The town was first settled by the Greeks in the sixth-century BCE, though tombs dating to the eighty-century BCE hint at an even older existence.
It owes its present layout to the medieval period: in the 12th century, a watchtower was added by the Normans, with a host of palazzi built in the following centuries.
Craco was caught up in the upheaval of the Italian unification in the 19th century, and, by the 20th century, saw an exodus of sons leaving for the New World due to poor agricultural conditions.
However, it was a freak of nature that proved to be the village’s final undoing. Its precarious location, combined with a series of violent earthquakes and landscapes, saw Craco deemed uninhabitable after World War Two. In 1963 almost all the inhabitants were moved to a nearby settlement and it was wholly abandoned in 1980.
In 1963, Craco began to be evacuated due to a series of landslides, with inhabitants moving to the valley of Craco Peschiera. The landslides seem to have been provoked by works of infrastructure, sewer and water systems. In 1972, a flood worsened the situation further, preventing a possible repopulation of the historic centre.
After the 1980 Irpinia earthquake, a devastating 6.9 magnitude quake that killed nearly 2,500 people, injured at least 7,700 and left a quarter of a million homeless across a vast region in central and southern Italy, the ancient site was completely abandoned.
Today, guided tours allow visitors to explore the ruins – while wearing a hard hat.
Crumbling staircases provide access to the houses stacked on top of each other which show its advanced state of decay, with doors and shutters damaged or missing and rubbish and broken furniture littering the floors.
There are towers where bells no longer chime and rusted balconies where families once hung their washing. Weeds also sprout at the altar of San Nicola church, which now has a view of the sky as its ceiling has collapsed.
A few churches are still maintained, including the church of Santa Maria della Stella, where a statue of the Virgin and Child was miraculously discovered by a passing shepherd. The Child has gone missing, but the Virgin is still there.

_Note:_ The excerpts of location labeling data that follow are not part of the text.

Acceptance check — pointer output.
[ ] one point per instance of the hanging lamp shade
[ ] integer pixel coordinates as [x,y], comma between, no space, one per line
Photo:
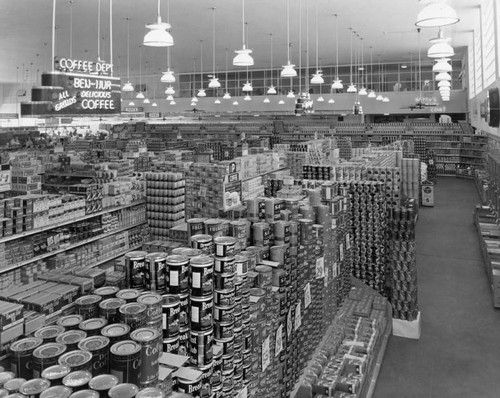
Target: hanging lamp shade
[435,14]
[272,90]
[317,78]
[168,77]
[288,70]
[243,57]
[214,83]
[128,87]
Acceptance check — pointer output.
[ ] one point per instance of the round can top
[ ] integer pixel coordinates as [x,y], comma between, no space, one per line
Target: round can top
[26,344]
[201,261]
[71,337]
[132,309]
[93,324]
[70,320]
[55,372]
[112,303]
[149,298]
[144,334]
[103,382]
[75,358]
[88,300]
[93,343]
[49,350]
[56,392]
[34,386]
[85,394]
[115,329]
[177,258]
[48,332]
[150,392]
[125,390]
[125,347]
[77,378]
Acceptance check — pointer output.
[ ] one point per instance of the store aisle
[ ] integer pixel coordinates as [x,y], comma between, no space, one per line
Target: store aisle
[458,354]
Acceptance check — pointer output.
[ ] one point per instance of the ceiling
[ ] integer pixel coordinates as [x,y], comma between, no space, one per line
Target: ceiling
[385,25]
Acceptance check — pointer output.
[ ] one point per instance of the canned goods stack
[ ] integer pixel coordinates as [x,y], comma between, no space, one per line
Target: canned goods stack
[165,201]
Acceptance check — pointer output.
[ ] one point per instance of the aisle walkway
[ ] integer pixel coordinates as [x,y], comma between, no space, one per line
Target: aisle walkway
[458,354]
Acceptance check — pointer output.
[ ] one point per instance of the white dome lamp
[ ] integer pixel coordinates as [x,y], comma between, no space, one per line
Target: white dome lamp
[158,36]
[435,14]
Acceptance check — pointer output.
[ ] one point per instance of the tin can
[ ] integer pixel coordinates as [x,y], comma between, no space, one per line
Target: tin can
[172,344]
[137,274]
[108,309]
[71,338]
[133,314]
[98,346]
[125,361]
[22,356]
[170,315]
[88,306]
[34,387]
[203,243]
[157,265]
[129,295]
[225,264]
[55,374]
[46,355]
[201,346]
[225,246]
[201,309]
[224,298]
[124,390]
[153,302]
[151,350]
[70,322]
[106,292]
[116,332]
[93,326]
[177,274]
[103,383]
[201,277]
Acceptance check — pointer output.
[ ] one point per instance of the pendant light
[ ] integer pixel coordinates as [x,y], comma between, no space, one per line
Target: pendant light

According to a grim legend, recalled in Carlo Levi’s 1945 memoir “Christ Stopped at Eboli”, a tavern run by a temptress used to seduce her patrons and turn them into vinegar.
In more recent times, Craco has found fame as a film set, including Mel Gibson’s Passion of the Christ (2004).
Ghost towns have a particular poignance in Italy, where the birth rate is currently at its lowest since records began in 1861 – the region of Basilicata alone loses 3,000 young people every year. In 2024, Italy’s birth rate is projected to be 7.026 births per 1,000 people, a 0.14 percent decline from 2023.
In 2007, the descendants of the emigrants of Craco in the United States formed the “Craco Society”, a non-profit organisation which preserves the culture, traditions, and history of the town.